Businesses Seek Out 'Culture Of Health' Areas
Businesses Seek Out 'Culture Of Health' Areas
Businesses looking to relocate are making the health of a state's population part of their decision-making process. One Fortune 500 CEO explains it can save millions in reduced health insurance claims and absenteeism. Colorado's economic development officials are already trying to improve the health and fitness of the next generation of workers in order to stay competitive.
DAVID GREENE, HOST:
Often when a state is trying to woo companies to relocate, they bring up things like tax breaks for good deals on property. Here's a different kind of message from Colorado: Come here. Our state has people who are really healthy.
Eric Whitney from Colorado Public Radio explains.
ERIC WHITNEY, BYLINE: Kelly Brough runs the Denver Metro Chamber of Commerce. And she'll do almost anything to lure a company away from its home state, to re-locate in Colorado.
KELLY BROUGH: We've had a Colorado loves California campaign. We do it on Valentine's Day. The CEOs actually do get Valentines from us. And it's been a really creative, cool way to say to companies, we know you're out there, and we think you may be interested.
WHITNEY: Brough says if Colorado can catch a corporate executive's eye, she's got the numbers to hook them. But she's talking more than just the typical tax break, profit and loss kinds of numbers. Here she is at a recent luncheon for Denver health leaders.

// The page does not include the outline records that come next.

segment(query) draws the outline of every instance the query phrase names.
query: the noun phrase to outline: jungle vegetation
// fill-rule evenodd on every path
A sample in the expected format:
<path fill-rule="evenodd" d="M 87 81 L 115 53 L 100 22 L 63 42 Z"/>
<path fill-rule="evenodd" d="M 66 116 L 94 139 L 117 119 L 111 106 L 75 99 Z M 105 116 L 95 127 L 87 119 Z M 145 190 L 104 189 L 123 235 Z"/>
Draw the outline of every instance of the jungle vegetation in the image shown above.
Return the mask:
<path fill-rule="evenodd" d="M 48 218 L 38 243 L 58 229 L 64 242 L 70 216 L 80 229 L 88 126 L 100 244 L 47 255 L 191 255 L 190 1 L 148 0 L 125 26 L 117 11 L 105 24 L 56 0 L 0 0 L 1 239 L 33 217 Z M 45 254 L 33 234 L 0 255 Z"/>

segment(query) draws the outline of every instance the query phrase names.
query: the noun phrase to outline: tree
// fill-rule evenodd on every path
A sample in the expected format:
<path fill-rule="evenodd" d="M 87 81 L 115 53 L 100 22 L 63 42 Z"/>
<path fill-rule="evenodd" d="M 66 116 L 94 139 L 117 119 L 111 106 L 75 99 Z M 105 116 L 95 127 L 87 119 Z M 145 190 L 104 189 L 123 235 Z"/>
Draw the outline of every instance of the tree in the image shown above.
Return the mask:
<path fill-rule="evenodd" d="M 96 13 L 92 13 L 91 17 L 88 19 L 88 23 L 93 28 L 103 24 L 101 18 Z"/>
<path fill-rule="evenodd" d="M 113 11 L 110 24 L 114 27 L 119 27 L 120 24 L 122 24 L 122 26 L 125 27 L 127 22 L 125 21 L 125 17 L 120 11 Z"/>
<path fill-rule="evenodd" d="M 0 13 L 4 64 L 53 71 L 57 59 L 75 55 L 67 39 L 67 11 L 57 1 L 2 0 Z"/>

BROUGH: Our obesity rate being the lowest in the nation ranked extremely high for the companies we recently attracted.
WHITNEY: Brough also knows Colorado's low rates of common chronic diseases, and brings them up when she talks to executives about re-locating.
BROUGH: Why would they care about heart disease, cancer, diabetes? They're the really expensive ones.
WHITNEY: For a lot of companies, employees' health-related expenses are the second biggest labor cost after wages. Health costs are one big reason that a Fortune 500 company called DaVita recently moved its corporate headquarters to Denver. Kent Thiry is DaVita's CEO.
KENT THIRY: We were confident that Colorado and Denver had a better chance at creating a differentially healthy city over the next 30 or 40 years, than a number of the other locations.
WHITNEY: Thiry chalks that up in part to a culture in Colorado that has long valued health, fitness and quality of life. Thiry says he wants to live in a place like that, and it's helped him recruit the executives his company needs at its headquarters in Denver. Young, college educated professionals, especially, rank quality of life high in deciding where to work. Thiry is happy to have them.
THIRY: A healthier team actually does better work, and leads a happier life, and so that both the company and the individuals are better off if it's a healthier environment.
WHITNEY: Thiry talks about health in terms of his employees' quality of life, but he knows his company can save millions by having fewer employees out sick, and not having to pay as many of their hospital bills.
Thiry says thinking about workforce health before locating still isn't the norm among business leaders, but he says, more executives are starting to appreciate its importance when deciding where to put jobs.
Labor market analyst Robert Marsh agrees.
ROBERT MARSH: It candidly, right now, is a rare occurrence.
WHITNEY: Marsh works for the commercial real estate giant CBRE. He helps companies find labor pools the same way brokers help them find real estate. He says most executives still remain focused on specific skill sets and levels of education when shopping for a workforce. But knowing people's health in a prospective location, he says, is critical.
MARSH: And that's, you know, I think, just around the corner in terms of being at least something that's going to be critically looked at, more and more, if not become a standard in the overall process of location analysis.
WHITNEY: The Denver Chamber's Kelly Brough is betting that Marsh and DaVita CEO Kent Thiry are right. But she's worried about Colorado losing its edge - it ranks 29th in childhood obesity, and that rate is rising faster than in most other places in the country.
BROUGH: Great, you can deliver a good workforce to me today, but I'm not just going to be there today, I'm going to be there, I hope, and even more successful in 20 years. What's that workforce going to look like?
WHITNEY: Brough proudly says that the business community is all in to make Colorado the healthiest state in the nation. She's making her own staff more health conscious and urging other business leaders to do the same. And the Chamber is a partner in the states' big collaborate effort to improve childhood nutrition and encourage exercise. She's worried that Colorado, long the leanest state in the nation, is getting fat.
For NPR News, I'm Eric Whitney in Denver.
GREENE: And that story is part of a partnership between NPR, Colorado Public Radio and Kaiser Health News.